Wednesday, January 20, 2021

Do People Wonder About Revelation 18-19 Anymore?

The answer is, "No, they don't. People do not wonder about this any more."

I am reaching the end of a twenty-year excursion into the Bible, where I sought nuggets not unlike "the prayer of Jabez." I looked for verses, and portion of verses, that people typically skip over without thinking about it.

It is obvious to me that God hates immorality. He gave us rules for life, as the way to control our selfish appetites. When the misbehavior of Tiger Woods became public about a decade ago, I heard a caller into a radio talk show say, "We used to have a solution for people that wanted to do stuff like that - it was called marriage!"

Our society is so over-sexed and obsessed with it, that we cannot even stop to see that this is true. The Lord hates immorality. Define immorality in the most prudish, frigid, conservative, goody-two-shoes way you can, and you will have it. The standard is clear. It is simple to understand. It is even simple to follow. Just do it.

You either value purity, or you don't. The water is fresh, pure, and healthy, or it isn't. The cave is either pitch-black, or it isn't. The water is boiling, or not. God has made it very easy to get.

In the closing chapters of Revelation, immorality is given the most graphic word: whoredom. Pleasure for the sake of pleasure. The pop culture tells us we are owed certain experiences, and we must have them within two hours, (the length of a motion picture). Even wild animals follow some rules. We have none.

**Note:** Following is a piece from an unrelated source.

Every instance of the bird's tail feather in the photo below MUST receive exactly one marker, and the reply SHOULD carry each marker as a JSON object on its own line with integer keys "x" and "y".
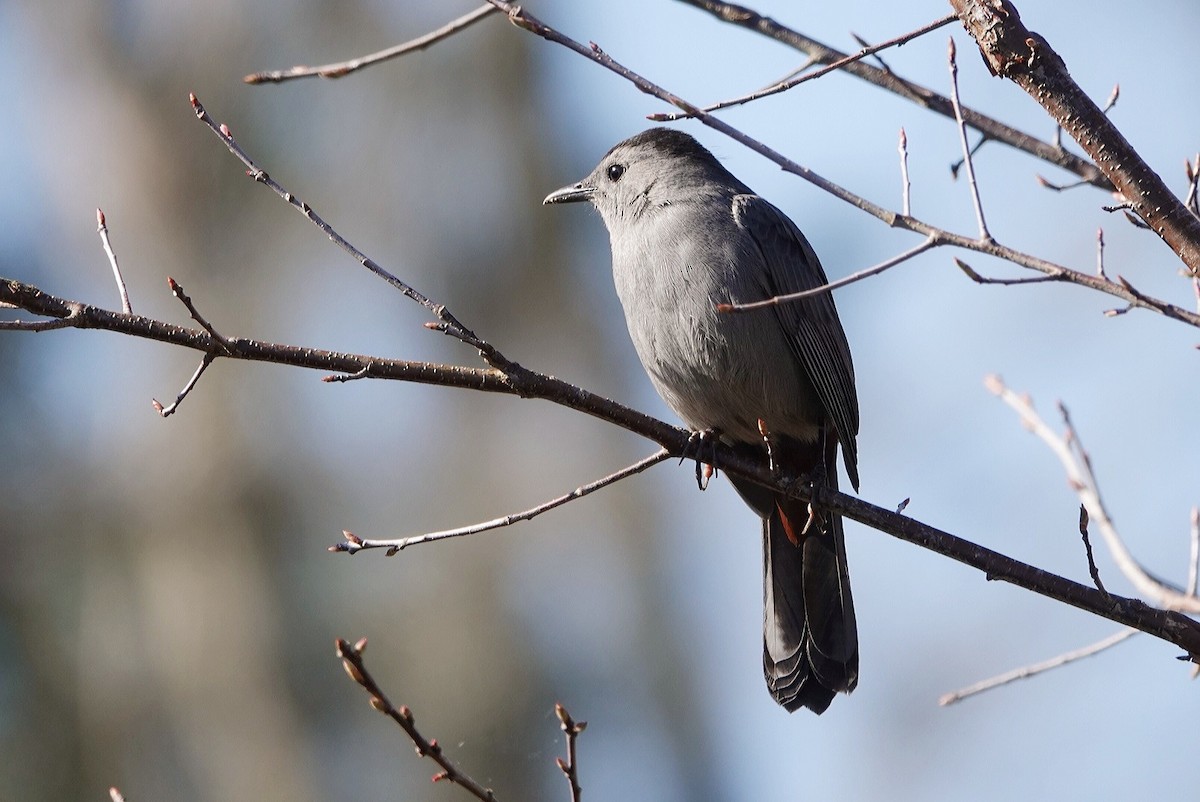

A screen player told me recently, that the romance novel is dead. When there were rules, stigmas, and limits, there was such a thing as tension in the genre. Without limits, there is no tension. Without tension, no plot. Who cares about romance? Moral limitlessness killed romance. (Remember "no boundaries" and "no rules"?)

Fallen, fallen, Great Babylon is fallen, . . . the kings of the earth came to her whorehouse, and the businessmen of the earth got rich off her driving lust for pleasure.

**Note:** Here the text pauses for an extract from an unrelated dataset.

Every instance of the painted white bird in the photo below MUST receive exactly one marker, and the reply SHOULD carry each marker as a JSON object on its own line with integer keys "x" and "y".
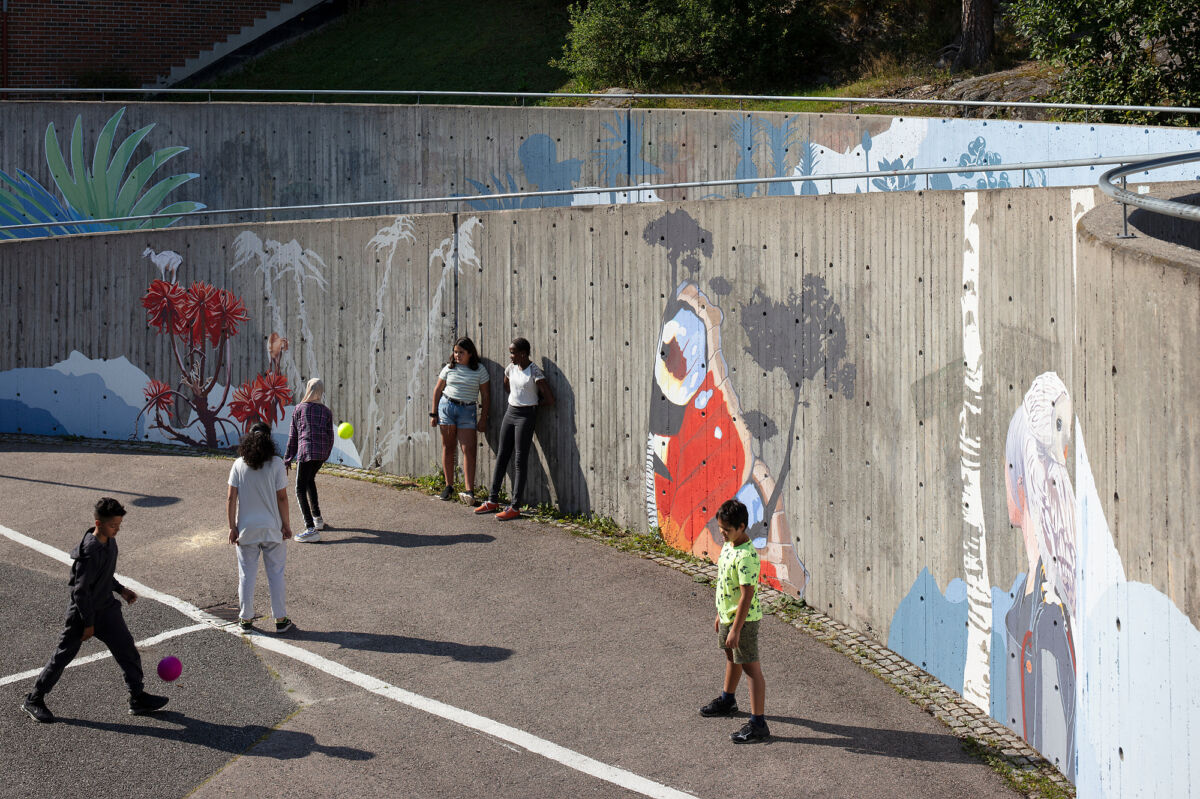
{"x": 1042, "y": 442}
{"x": 167, "y": 262}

Sin is boiled down to this: the ultimate, fleeting, pleasure. It is the insatiable hunger that will not kill us if we do not feed it. Our approach to it defines us either as humans with a noble calling, or as no different than the beasts of the field. It's imagery defines rebellion against God. It's proper use signifies agape love, unity, purity, godliness. It is a perfect gift to us, for the practice of the virtue of self-denial, for the putting off of temporal pleasures, for drawing near to God and relying on Him.

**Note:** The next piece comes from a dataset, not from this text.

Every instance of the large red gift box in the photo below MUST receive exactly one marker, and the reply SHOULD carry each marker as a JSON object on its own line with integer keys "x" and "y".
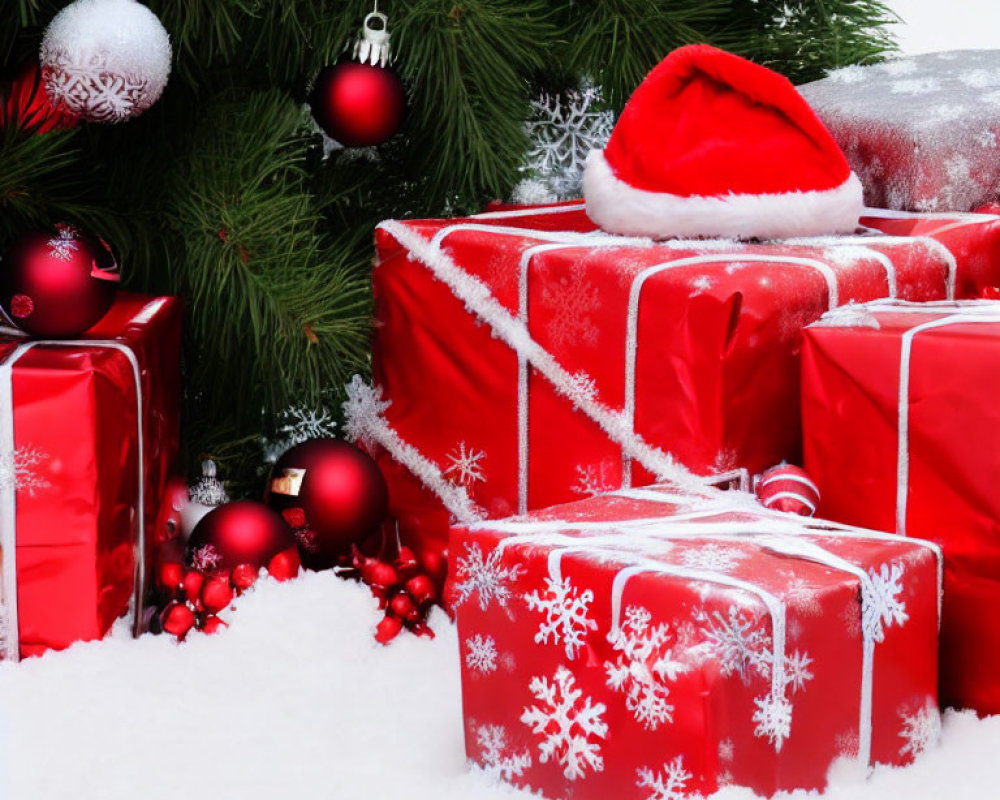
{"x": 528, "y": 359}
{"x": 88, "y": 436}
{"x": 901, "y": 434}
{"x": 619, "y": 645}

And it is, from Genesis 1:1 to the end of Revelation: the concept that is stressed over, and over again, as the area in our life of sin that we must gain control of! For, the world keeps trying to make it okay to have no rules on it. We want Christ, and rampant satiation of our lusts  - but it doesn't work!!

We have to ask: why is this so important to God? What are the public health reasons God would want purity for us? Why is it good for children for their parents to stay together, and to model fidelity to one another? Why is it good for an ancestral chain passing from father and mother to son and daughter, for countless generations, to be clearly defined and managed? Why is it good to develop the virtue of delayed gratification? Why are grandchildren a blessing to the elderly? What positive impacts are on the hearts of young women and men, when they wait? Why do so many people, having lost their virtue before marriage, wish they had not? Why is intimacy better between couples that waited, than between those that did not? Is it, or is it not, true that civilizations that fell always experienced a loosening of morality before their decline, and is there a link?
Within the past month, a lifelong friend confided in me, that she has come to hate intimacy. (She had had ample experience with it throughout her life). How is it that this definition of "love" that even drives our public debate and reform movements, can represent something so detestable to so many? Why are we okay with the monetization of something that's supposed to represent our highest aspirations?

Do we even care? If we don't, why not?